Though he has his opinions, Nelson preaches “tolerance of diverse economic theologies.” This is not the present situation in economics, which is dominated by a theology “from Samuelson to Chicago and beyond.” Nelson is unimpressed by the claims of the Samuelsonian Chicagoans to a monopoly of scientific method. He doubts in fact, as many students of the matter since Thomas Kuhn have, that there is really such a thing as “scientific method.” “To abandon the [so-called] scientific method . . . is to undermine a basic faith of the American welfare state, a faith as deeply embedded in Western civilization as the Roman tradition of thought.” He proposes instead a “postmodern economic theology,” as I do here, and Don Lavoie did, and Arjo Klamer does.
“Postmodernism” does not mean what you may have gathered from the outrage of conservative cultural journalists.

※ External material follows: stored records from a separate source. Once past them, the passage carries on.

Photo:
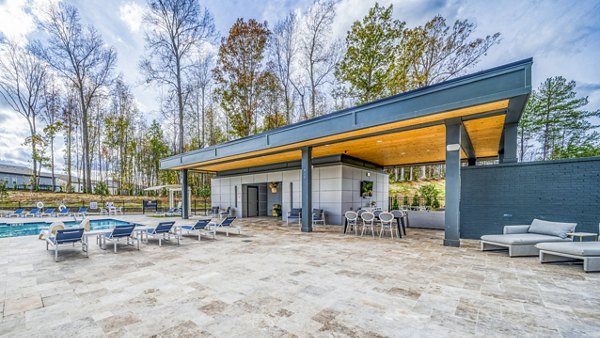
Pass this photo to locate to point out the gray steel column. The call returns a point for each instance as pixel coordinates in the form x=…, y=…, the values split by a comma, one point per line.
x=452, y=211
x=307, y=189
x=510, y=143
x=185, y=203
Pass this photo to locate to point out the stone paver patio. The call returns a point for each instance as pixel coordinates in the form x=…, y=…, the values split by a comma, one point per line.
x=275, y=281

It means merely dropping the artificialities of high modernism, and in particular dropping the fact-value split in its cruder forms and the established church of social engineering. “The new world of the welfare state and of economic pursuits would have to be placed within the context of a broader understanding of the meaning a purpose of human existence.” Nelson’s hero, Frank Knight, would have detested the word, but of course Nelson is calling exactly for an economic theology.
The text above is an excerpt from The Bourgeois Virtues: Ethics for an Age of Commerce, the first volume of Deirdre McCloskey’s trilogy on the ethical and historical origins of modern prosperity.
[1] Sen, Ethics and Economics, 1987, p. 50.
[2] These are the titles of three of his other books, of 1977, 1983, and 2000.
[3] Nelson, Economics as Religion, 2001, p. 267.
[4] Nelson, Reaching for Heaven on Earth, 1991
[5] http://www.perc.org/aboutperc/index.php.
[6] Hirchman, Exit, Voice, and Loyalty, 1970.


Thanks for sharing this excerpt. I think you are largely right, though I am unsure how much influence economics truly has on the American psyche.
I am curious what you think of the claim that economics, properly understood, is a positive science about trade-offs, and that it stops being economics once it takes a normative stance.
I agree that economics as practiced frequently slides into normative claims. But should we consider that “true economics,” or a misuse of economics? My instinct has usually been that the objective, non-normative part is the true economics.
At the same time, I can see the force of your argument that the pretense of objectivity may itself be misleading. Welfare economics seems like the clearest example. Economists often teach utility as ordinal, but then much of welfare economics seems to smuggle in stronger interpersonal or quasi-cardinal claims. Maybe the resolution is to stick more strictly to ordinal utility. Or maybe the better move is to admit that economics cannot avoid normative commitments and therefore needs to be grounded in a serious moral theory.
I am currently reading The Wealth of Nations and plan to read The Theory of Moral Sentiments afterward, so your nod to Smith’s moral philosophy especially stood out to me. I would be curious how you think about this tension between economics as positive analysis and economics as inevitably moral argument.